Scattering from networks

Paper: "Scattering from polymer networks under elongational strain" Europhysics Letters 72, 760 (2005). Authors: C. Svaneborg,  G. S. Grest and R. Everaers

Molecular-dynamics simulations are used to sample the single-chain form factor of labelled sub-chains in model polymer networks under elongational strain. We observe very similar results for randomly cross-linked and for randomly end-linked networks with the same average strand length and see no indication of lozenge-like scattering patterns reported for some experimental systems. Our data analysis shows that a recent variant of the tube model quantitatively describes scattering in the Guinier regime as well as the macroscopic elastic properties. The observed failure of the theory outside the Guinier regime is shown to be due to non-Gaussian pair-distance distributions.

The figure above shows predicted small-angle Neutron scattering spectra for deformed end-linked networks randomly isotope labelled with labels matching the strand length.

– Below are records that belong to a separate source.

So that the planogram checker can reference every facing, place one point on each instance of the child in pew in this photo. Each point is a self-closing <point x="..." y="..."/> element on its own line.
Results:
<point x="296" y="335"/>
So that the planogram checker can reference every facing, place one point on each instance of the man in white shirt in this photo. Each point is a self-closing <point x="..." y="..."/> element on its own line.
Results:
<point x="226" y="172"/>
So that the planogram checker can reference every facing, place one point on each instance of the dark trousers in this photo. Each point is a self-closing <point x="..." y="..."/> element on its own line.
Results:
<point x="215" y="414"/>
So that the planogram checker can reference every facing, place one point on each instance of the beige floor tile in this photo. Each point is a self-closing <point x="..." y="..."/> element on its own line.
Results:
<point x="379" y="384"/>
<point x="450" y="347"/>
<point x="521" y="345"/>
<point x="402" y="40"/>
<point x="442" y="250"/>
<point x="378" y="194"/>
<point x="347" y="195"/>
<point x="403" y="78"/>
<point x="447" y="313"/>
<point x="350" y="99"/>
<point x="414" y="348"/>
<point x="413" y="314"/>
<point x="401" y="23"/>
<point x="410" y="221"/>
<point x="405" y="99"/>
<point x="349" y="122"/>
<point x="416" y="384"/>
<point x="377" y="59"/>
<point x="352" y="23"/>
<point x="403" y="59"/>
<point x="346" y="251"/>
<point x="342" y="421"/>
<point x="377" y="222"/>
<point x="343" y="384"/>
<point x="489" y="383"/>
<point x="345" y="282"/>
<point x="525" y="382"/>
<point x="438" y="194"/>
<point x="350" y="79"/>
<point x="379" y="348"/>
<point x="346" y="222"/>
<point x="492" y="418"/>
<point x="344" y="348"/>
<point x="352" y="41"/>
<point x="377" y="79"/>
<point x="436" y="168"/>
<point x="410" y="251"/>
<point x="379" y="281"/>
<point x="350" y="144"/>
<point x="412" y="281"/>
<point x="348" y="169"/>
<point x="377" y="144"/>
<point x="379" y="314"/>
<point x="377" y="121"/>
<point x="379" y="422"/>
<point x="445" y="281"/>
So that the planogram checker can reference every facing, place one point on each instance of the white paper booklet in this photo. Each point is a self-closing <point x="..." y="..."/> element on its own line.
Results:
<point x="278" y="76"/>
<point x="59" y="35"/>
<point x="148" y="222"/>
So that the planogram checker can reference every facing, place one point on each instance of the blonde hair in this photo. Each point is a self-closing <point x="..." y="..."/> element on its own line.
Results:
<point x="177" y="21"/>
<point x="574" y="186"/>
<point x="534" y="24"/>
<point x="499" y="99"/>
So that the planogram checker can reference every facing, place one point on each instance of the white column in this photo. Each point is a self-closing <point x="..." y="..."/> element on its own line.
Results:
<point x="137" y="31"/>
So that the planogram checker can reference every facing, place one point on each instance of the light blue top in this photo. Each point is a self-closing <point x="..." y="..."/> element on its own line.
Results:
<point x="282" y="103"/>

The top row is the normalized form factor, while the bottom row shows a Kratky representation. The box illustrates the experimentally available q range. The left and middle plots correspond to networks with strand length=label length 20 (left) and 100 (middle). The right plot is the predicted scattering assuming Gaussian statistics applies at all length scales, i.e. neglecting the fact that monomers have finite size are packed locally. The solid lines are predictions for the scattering using the Double Tube model. Finally the color of the symbols denote the length scale larger than the radius of gyration (red), inside the tube (blue), and intermediate length scales (green).

We observe perfect agreement between the simulation results and theory in the right column. This is an artifact due to the fact that the theory is based on Gaussian chain statistics at all length scales, and we doctored the simulation data to display the same artifact. Hence the deviations between theory and simulation data are due to monomeric packing also present in real systems.

Hence we conclude that when fitting real scattering data (left and middle column) with a tube model (solid line, all tube models are based on the assumption of Gaussian chain statics) one should be careful to pick only data on large length scales (red) and for small deformations for intermediate deformations (green), where the theory can reliably describe the simulation data. Naively fitting a tube model to scattering data on all length scales will create systematic errors due to the failure of the theory in describing data at intermediate length scales for large deformations and data measured at length scales inside the tube.